Anytime Alan Ball puts something out, I’ll be the first one to eat it up. He wrote the script for the psycho-sexual drama American Beauty, he created and directed several episodes of the brilliant HBO series Six Feet Under, and he wrote/directed the upcoming Aaron Eckhart movie Towelhead (which was amazing as well, go see it when it hits theaters). So when I heard that he had created another HBO series, I got giddy.
The new show, True Blood, premiered tonight on HBO. If you missed it, you can watch it on hbo.com here, or go to Blockbuster where they’re giving free rentals of the first episode. The series is based on the books of the same name by Charlaine Harris that Ball enjoyed for their sardonic take on vampirism. Blood follows Sookie Stackhouse (Anna Paquin, 25th Hour), a saucy Southern waitress involved with vampire Bill Compton (88 Minutes‘ Stephen Moyer), who looks at Sookie the way Elvis Presley probably did when he first laid eyes on the 14-year-old Priscilla Beaulieu.

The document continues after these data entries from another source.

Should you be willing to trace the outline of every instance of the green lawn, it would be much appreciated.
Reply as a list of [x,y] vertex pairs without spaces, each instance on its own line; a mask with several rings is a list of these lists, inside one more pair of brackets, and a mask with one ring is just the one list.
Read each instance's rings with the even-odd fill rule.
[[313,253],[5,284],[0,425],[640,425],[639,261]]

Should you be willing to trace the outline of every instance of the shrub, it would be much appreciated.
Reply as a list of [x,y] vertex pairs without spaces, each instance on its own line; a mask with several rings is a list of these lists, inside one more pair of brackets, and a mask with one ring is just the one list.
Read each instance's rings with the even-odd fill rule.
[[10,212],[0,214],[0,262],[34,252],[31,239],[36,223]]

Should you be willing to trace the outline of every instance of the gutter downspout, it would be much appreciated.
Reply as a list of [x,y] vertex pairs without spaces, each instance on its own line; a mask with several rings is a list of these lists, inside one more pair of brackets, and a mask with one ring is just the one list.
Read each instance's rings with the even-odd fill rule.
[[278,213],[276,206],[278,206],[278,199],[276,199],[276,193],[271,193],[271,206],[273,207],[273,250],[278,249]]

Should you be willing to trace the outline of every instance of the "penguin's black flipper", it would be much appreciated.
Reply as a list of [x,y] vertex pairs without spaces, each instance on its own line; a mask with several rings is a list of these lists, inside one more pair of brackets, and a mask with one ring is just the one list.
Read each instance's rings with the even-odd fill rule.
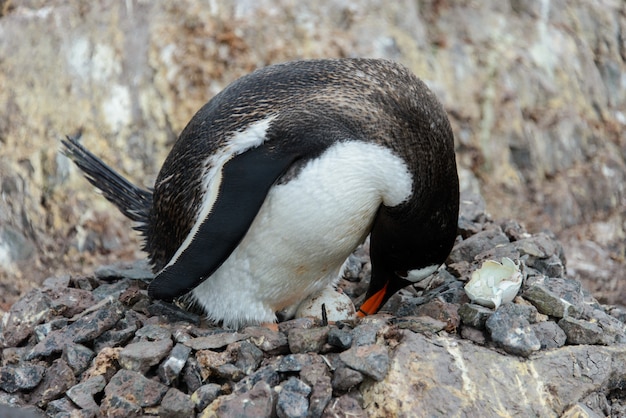
[[135,229],[145,233],[152,208],[152,192],[129,182],[83,147],[79,139],[80,135],[75,135],[61,140],[63,154],[81,169],[89,183],[102,191],[109,202],[127,218],[139,224]]
[[300,156],[277,153],[262,144],[231,158],[209,216],[191,242],[150,282],[155,299],[172,300],[198,286],[217,270],[243,239],[267,192]]

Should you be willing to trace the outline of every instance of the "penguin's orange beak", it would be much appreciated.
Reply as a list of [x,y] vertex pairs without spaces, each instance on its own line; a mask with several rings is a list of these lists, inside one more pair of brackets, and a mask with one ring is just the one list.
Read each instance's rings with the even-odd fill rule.
[[383,302],[387,299],[385,296],[387,295],[387,286],[389,282],[385,283],[382,289],[378,292],[374,293],[372,296],[367,298],[365,302],[359,308],[359,311],[356,313],[359,318],[363,318],[367,315],[372,315],[382,307]]

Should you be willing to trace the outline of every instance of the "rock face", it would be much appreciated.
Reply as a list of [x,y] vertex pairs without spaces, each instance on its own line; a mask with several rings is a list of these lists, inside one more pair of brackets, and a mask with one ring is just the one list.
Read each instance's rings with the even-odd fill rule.
[[400,61],[444,103],[463,188],[549,227],[570,277],[624,299],[626,5],[489,0],[2,2],[0,306],[68,266],[141,258],[130,225],[57,153],[88,147],[151,186],[227,83],[298,58]]

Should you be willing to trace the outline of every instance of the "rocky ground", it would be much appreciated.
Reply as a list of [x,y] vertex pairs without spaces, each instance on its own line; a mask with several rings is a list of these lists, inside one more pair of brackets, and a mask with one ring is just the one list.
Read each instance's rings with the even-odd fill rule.
[[[150,300],[142,261],[51,277],[3,318],[0,405],[54,417],[626,415],[626,312],[565,277],[551,234],[462,201],[445,268],[361,320],[228,331]],[[518,296],[470,303],[471,272],[502,257],[521,262]],[[356,302],[369,272],[365,246],[341,282]],[[483,380],[493,393],[476,390]]]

Thanks to the recent invention of synthetic blood (called Tru Blood), vampires could stop feeding inappropriately, and announce their existence to the world. This of course causes a clash between those who believe vampires don’t deserve the same rights as mortals, and those that think they do (hmmm…does this sound similar another Paquin role in X-men?). Exercising his HBO freedom, Ball adds a twist to author Harris’ inverse notion — humans drink vampire blood because it improves their sex lives — into a lame joke about Sookie’s brother (Summerland‘s Ryan Kwanten) getting a painfully huge erection. In the midst of all this, Paquin (who does a subtler Southern accent than Kyra Sedgwick in The Closer) and Moyer (who conveys Bill’s courtly menace perfectly) frequently get lost in a series in which they’re the central couple.
Despite Ball’s Oscar-winning genius, his talent gets lost in the not-so-subtle political messages. The metaphor between vampires and homosexuals is so blatant, you’d have to actively try not to notice it. Signs like ‘God hates fangs’ and phrases like ‘coming out of the coffin,’ litter the show every few minutes and weigh this pilot down and slightly spoil what could have been some wicked vampire fun. However, this show is better than pretty much anything on NBC’s fall lineup (yes, better than The Office who very publicly broke my heart last year). If you have the luxury of HBO, it’s worth it to TiVo this, as least for until we see where Ball takes it.